Strip away the marketing and an AI desktop agent does exactly seven things: click, scroll, type, read, open, press, and traverse. That is the entire vocabulary. Every workflow you can imagine - from filing expenses to organizing your desktop - reduces to some combination of these primitives.

This matters because it grounds the conversation. When someone says "my AI agent automated my invoice workflow," what actually happened is the agent opened an app, read some text fields, typed values into a form, clicked submit, and traversed to the next screen.

Why Primitives Matter

Most AI agent frameworks try to abstract away these operations. They talk about "goals" and "plans" and "reasoning." But the actual interface with your computer is always physical - a click at coordinates, a keystroke, a scroll event.

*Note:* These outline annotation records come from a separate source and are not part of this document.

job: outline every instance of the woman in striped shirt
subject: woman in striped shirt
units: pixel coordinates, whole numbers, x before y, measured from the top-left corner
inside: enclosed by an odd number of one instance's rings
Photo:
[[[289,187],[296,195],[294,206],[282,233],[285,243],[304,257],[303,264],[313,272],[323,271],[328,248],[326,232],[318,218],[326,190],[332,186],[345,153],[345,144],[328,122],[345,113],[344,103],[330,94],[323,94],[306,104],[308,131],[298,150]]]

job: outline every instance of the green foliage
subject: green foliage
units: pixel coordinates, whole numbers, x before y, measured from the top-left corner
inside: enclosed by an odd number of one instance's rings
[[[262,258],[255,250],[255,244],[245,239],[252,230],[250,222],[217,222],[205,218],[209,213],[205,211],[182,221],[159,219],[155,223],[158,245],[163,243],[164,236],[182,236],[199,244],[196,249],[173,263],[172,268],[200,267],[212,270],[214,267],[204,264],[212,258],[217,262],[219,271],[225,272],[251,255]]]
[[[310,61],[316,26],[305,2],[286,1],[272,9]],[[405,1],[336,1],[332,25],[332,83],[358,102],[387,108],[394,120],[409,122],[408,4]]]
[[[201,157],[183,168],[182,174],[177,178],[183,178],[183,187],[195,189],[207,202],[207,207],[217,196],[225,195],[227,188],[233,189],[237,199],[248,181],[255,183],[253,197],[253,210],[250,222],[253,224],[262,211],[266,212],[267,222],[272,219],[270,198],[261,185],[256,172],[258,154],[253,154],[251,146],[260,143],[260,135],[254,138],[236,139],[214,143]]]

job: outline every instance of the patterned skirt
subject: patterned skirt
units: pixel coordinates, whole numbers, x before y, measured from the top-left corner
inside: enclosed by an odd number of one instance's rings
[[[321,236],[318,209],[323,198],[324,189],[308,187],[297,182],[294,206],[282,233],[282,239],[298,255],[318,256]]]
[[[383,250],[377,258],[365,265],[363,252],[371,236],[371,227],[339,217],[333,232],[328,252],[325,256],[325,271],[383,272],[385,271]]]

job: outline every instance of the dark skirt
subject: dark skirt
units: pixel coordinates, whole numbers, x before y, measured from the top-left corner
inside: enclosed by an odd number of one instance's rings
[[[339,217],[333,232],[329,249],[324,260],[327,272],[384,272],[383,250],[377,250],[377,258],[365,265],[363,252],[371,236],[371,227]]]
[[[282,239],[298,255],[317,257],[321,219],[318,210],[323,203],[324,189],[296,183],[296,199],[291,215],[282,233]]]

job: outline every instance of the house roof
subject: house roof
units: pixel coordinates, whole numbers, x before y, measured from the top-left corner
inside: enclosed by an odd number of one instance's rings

The agents that work well are the ones that execute these primitives reliably through native APIs rather than trying to guess from screenshots. On macOS, the accessibility API provides structured access to every UI element - buttons, text fields, menus, labels. The agent does not need to "see" a button. It reads the accessibility tree and knows exactly where every interactive element is.

The Traversal Step

The most underrated verb is "traverse." Before an agent can click or type, it needs to build a map of what is on screen. Every action triggers a fresh traversal of the accessibility tree - reading every element, its role, its value, its position. This is perception, not reasoning. The agent is constantly rebuilding its understanding of the UI state.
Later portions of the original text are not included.